Immutable Data Structures — RRB Trees (Part-1)

7 min readJun 17, 2019

Modern Concurrent Computing friendly JVM Languages like Clojure and Scala rely heavily on Immutable Data Structures

On Functional Programming and Immutability

Oh, how simple the world used to be, we had single processors in a computer, the internet didn’t give birth to YouTube, Facebook or Instagram and software was simple due to limitations of the hardware. Alas, it couldn’t last forever!

Circa 2019, programs and software has permeated everything, from wrist watches to self-driving cars. The limits of hardware have been circumvented using multiple-processors and our need to build faster and scalable things has become exponentially high. Software is used by the doctors, lawyers, government and even for dating, clearly there must be a better way to write more reliable programs and yet have an easy to understand concept behind these programs.

In the last 50 years, computers have evolved exponentially but have we done the same? Probably not!

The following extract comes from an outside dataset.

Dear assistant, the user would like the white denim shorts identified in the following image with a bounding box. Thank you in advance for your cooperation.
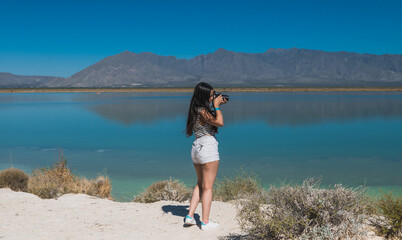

The mental models which helped us create software for limited hardware isn’t quite working out so well in this age and to understand the future, to solve problems cleanly we must look back into the history of computer science. Looking back we re-discover the programming paradigm of using simpler building blocks which could be tested easily, to use mathematical reasoning to minimize chances of the program doing the wrong things and to help the engineers focus on the right design tool for solving the problem reliably.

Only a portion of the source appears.